Starting 12 h before surgery, all animals were maintained on a water-only diet. All animals received antibiotic prophylaxis with a single dose of cefuroxime sodium (25 mg/kg, Zinacef; GlaxoSmithKline, Brentford, UK) intravenously administered 30 min before surgery, and Lactated Ringer’s solution was administered intravenously at a rate of 10 ml/kg/h. All surgical procedures were performed by the same surgeon (MK). Animals were preanesthetized with ketamine (35 mg/kg, Imalgene 1000; Merial, Lyon, France) and xylazine (5 mg/kg, Rompun; Bayer Animal Health, Leverkusen, Germany) via intramuscular administration. After tracheal intubation, they were connected to a veterinary ventilator (MDS Matrix Model 2000; Hallowell EMC, Pittsfield, MA) and general anesthesia was maintained by sevoflurane (3% Sevorane; Abbott, UK). Following anesthesia, each animal was placed in a dorsal recumbent position. A surgical scrub of the proposed surgical site was performed using povidone iodine scrub and alcohol. A 2-cm vertical midline incision of the right ventral femoral area was performed after injection of 2-3 ml of 2% lidocaine (Xylocaine, Astra Zeneca). The right femoral artery was identified, dissected, and temporarily legated at its distal end. A cutdown was performed to place a 5-Fr introducer sheath (Avanti+, Cordis Europa, NL) proximally under radiological control (C arm, BV Libra, Philips Medical Systems, Da Best, The Netherlands). A diagnostic angiogram of the abdominal aorta was performed through the sheath.

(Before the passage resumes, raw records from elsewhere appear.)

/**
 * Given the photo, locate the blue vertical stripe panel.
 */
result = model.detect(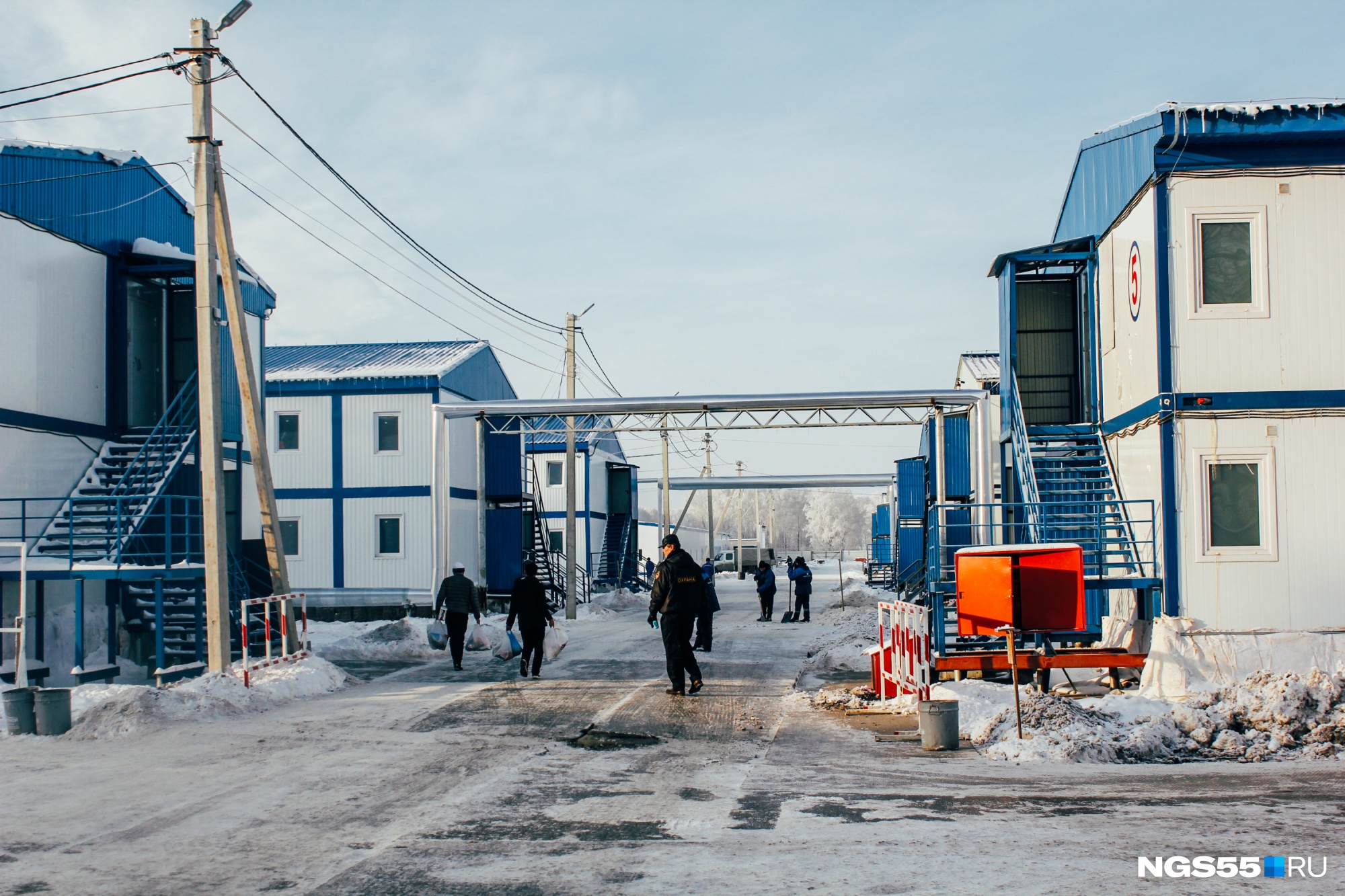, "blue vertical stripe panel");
[486,507,522,595]
[331,394,346,588]
[897,458,925,520]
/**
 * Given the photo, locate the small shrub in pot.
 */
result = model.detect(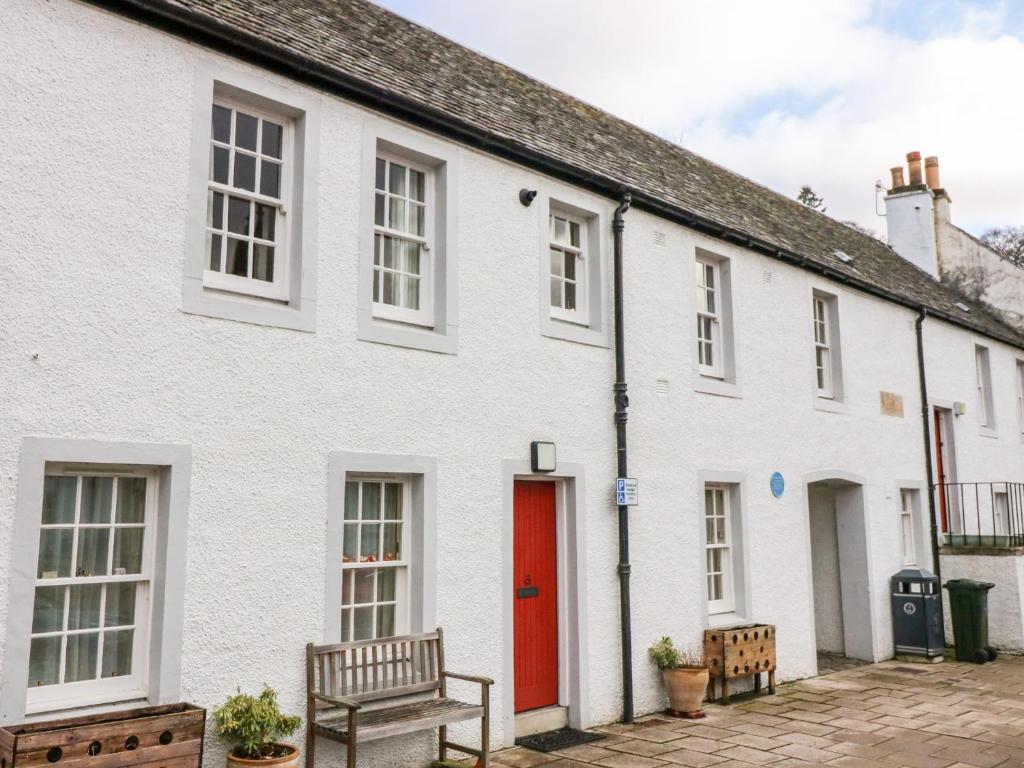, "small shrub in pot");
[647,637,709,717]
[213,686,302,768]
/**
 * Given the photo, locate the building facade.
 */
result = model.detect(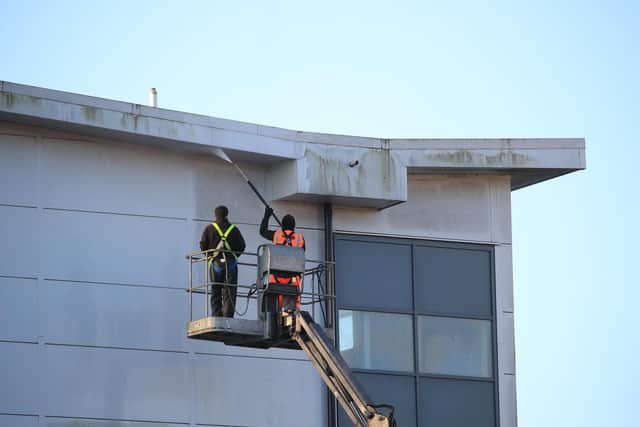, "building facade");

CE-IVUS was performed for every plaque that we identified. Plaques under evaluation were marked by clips inserted externally by the surgeon on the aortic wall under fluoroscopic and IVUS guidance. Finally the aortic trunk containing all studied plaques was completely excised. Overall, 11 aortic segments were obtained. Paraffin wax (impregnation) and histological assessment was performed.
Contrast-enhanced intravascular ultrasound
Instrumentation for intravascular imaging instrumentation was performed in deep protocol anesthesia. For each animal, IVUS imaging was performed (Invision; Volcano Therapeutics, Rancho Cordova, CA) by an intracoronary phased array catheter (Avanar®, F/X) for detecting atherosclerotic aortic lesions. The acoustic output parameters of this catheter were the following: central frequency (f)=20 MHz, derated peak negative pressure (DPNP) at a location of the maximum derated pulse intensity integral=0.07 MPa and mechanical index=0.035. Mechanical index was defined as MI=DPNP/(f1/2) (20). CE-IVUS was performed in three phases for each animal: (i) typical grayscale IVUS imaging along the aorta was performed by manual pullback of the IVUS catheter for detecting the atherosclerotic lesions before they were excised for histological analysis. (ii) After the localization of the target aortic segment, the IVUS catheter was stabilized and a first baseline IVUS loop was continuously recorded for 15–20 s (before the injection of contrast media). (iii) After the baseline recording, a solution of microbubbles was injected through the guiding catheter and CE-IVUS imaging at the same location was continued for at least 60 s. The Sonovue® solution (Bracco Altana Pharma, Germany) was used (0.06 ml/kg) for contrast enhancement. Sonovue® is a contrast agent for ultrasonography, which is an aqueous suspension of stabilized SF6 microbubbles (phospholipid-stabilized microbubbles of sulfur hexafluoride). The size of these microbubbles was 1-10 µm and their number is approximately 2-5×108 per ml.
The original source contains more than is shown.